Schließlich heißt Demokratie ja auch "von unten nach oben". Aber auch wenn die Fusion als Chance für mehr Demokratie in der Angelfischerei vertan ist, heißt das nicht, dass es mit der Demokratisierung vorbei ist. Hier muss immer und immer wieder eingefordert werden. Dann werden am ehesten die LV's den Schmerz spüren - oder reagieren müssen. Und die LV müssen dieses zum Bund weitertragen.

Wir blicken auf eine lange, unrühmliche Vorgeschichte zurück. 
Der VDSF hat sich in seinen letzten Jahren zu einer Geldvernichtungsmaschine mutiert, in der eigene Ideen und Meinungen brachial unterdrückt und innerverbandliche Diskussionen nahezu vollkommen erstickt wurden. Dafür tragen wir alle gemeinsam die Verantwortung, die einen stärker, die anderen weniger. 

Diese unrühmliche Geschichte sollten sich die Handelnden im DAFV nicht zum Vorbild nehmen, sondern abschreckendes Beispiel werden lassen. 

Der Verband muss erst wieder lernen, dass aus der Vielfalt der Ideen, die in freier und fairer Diskussion auf allen Ebenen ausgetauscht werden, der beste Weg für die Ausrichtung des Verbandes und die Umsetzung seiner Projekte und Kampagnen entsteht. 
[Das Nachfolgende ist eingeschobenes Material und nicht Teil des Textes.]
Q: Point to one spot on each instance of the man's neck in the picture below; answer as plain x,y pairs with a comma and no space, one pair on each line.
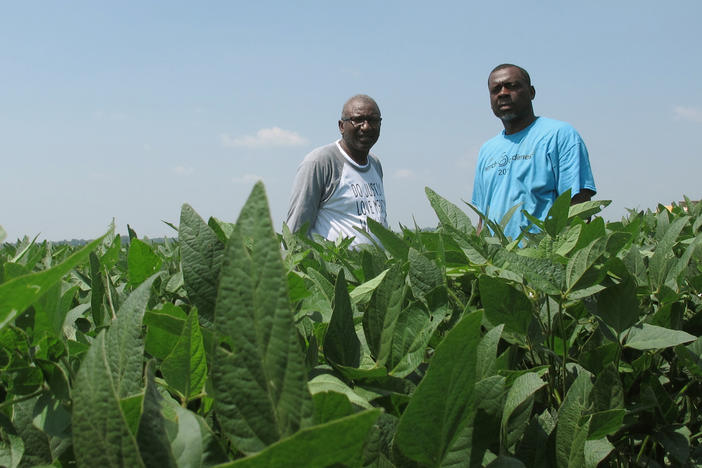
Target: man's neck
517,125
359,158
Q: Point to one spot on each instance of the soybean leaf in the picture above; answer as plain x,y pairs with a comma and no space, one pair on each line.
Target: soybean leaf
647,336
124,344
336,443
517,409
97,291
586,209
664,258
142,262
618,305
328,383
201,258
487,352
506,305
596,451
164,326
393,243
444,397
259,378
154,446
411,334
193,443
341,345
448,213
329,406
36,443
185,368
582,260
572,430
380,318
363,292
100,433
424,275
19,293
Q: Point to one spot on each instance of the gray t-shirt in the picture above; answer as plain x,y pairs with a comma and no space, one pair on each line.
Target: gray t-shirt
336,195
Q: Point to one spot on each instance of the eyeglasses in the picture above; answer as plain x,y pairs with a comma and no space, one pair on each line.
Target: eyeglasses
373,122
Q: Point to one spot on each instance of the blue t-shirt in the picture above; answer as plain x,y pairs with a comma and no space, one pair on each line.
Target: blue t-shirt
531,167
Hier wird ein gehöriges Umdenken notwendig. 

Aber auch bei jeder Wahl in eine Funktion auf jeder Ebene ein entsprechender Weitblick aller Stimmberechtigten. Wir alle sind gefordert. Es muss allen klar sein, dass die Beibehaltung der bisherigen Unkultur dem Verband den Zugang zum Nachwuchs abschneidet, der immer weniger bereit ist, sich in solche "prähistorischen" Verhältnisse zu begeben und dort einzubringen. 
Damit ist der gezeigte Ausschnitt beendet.